Introduction: Massive intestinal bleeding is a life threatening clinical condition that requires prompt reaction. Recombinant activated factor VII (rFVIIa) is a novel and promising therapeutic approach. The administration of rFVIIa usually represents the last therapy resort, when all other alternatives are exhausted.

Case Outline: We present a 55-year old female patient admitted to our hospital due to intestinal bleeding of unknown origin, with anamnestic and heteroanamnestic data, clinical condition that was the consequence of massive bleeding, diagnostic and therapeutic procedures. After diagnostic procedures, the conventional medicamentous therapy was commenced. On the 6th day of therapy, surgery was performed with the aim to identify the source of bleeding. After the confirmation that the bleeding was not due to surgical reasons, we administrated rFVIIa in a bolus dose of 90 mcg/kg, which resulted in the prompt arrest of bleeding. Side effects of the drug were not registered.

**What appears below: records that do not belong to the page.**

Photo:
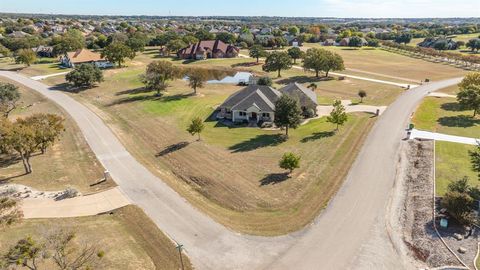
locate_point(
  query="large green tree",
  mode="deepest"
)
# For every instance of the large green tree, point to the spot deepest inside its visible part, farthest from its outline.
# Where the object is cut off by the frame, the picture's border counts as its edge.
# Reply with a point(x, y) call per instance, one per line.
point(287, 113)
point(9, 98)
point(117, 52)
point(158, 74)
point(277, 61)
point(337, 116)
point(85, 75)
point(257, 51)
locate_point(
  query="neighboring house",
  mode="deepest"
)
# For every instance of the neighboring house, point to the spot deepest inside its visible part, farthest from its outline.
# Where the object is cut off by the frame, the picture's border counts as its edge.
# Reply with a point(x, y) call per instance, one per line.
point(84, 56)
point(208, 49)
point(44, 51)
point(256, 103)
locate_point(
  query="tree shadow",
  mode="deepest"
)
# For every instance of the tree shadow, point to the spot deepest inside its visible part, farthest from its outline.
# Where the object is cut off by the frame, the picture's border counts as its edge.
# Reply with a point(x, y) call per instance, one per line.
point(247, 64)
point(8, 160)
point(274, 178)
point(304, 79)
point(458, 121)
point(172, 148)
point(259, 141)
point(66, 87)
point(318, 135)
point(452, 106)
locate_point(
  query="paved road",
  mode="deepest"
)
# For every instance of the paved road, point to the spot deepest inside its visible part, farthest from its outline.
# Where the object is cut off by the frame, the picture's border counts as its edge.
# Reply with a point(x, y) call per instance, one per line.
point(350, 234)
point(443, 137)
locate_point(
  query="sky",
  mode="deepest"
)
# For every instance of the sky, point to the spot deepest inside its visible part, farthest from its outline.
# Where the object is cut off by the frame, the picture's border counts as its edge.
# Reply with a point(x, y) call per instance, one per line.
point(290, 8)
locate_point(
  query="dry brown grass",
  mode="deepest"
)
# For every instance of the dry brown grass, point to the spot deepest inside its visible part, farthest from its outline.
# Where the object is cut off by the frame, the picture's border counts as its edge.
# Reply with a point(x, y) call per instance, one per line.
point(69, 163)
point(128, 237)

Conclusion: In our patient, the administration of rFVIIa resulted in a prompt and efficient haemostasis, which was not followed by the recurrence of bleeding. Preconditions necessary for rFVIIa administration are the adequate substitution of blood products, exclusion of surgical cause of bleeding, as well as the levels of fibrinogen, platelets and pH equal or above recommended.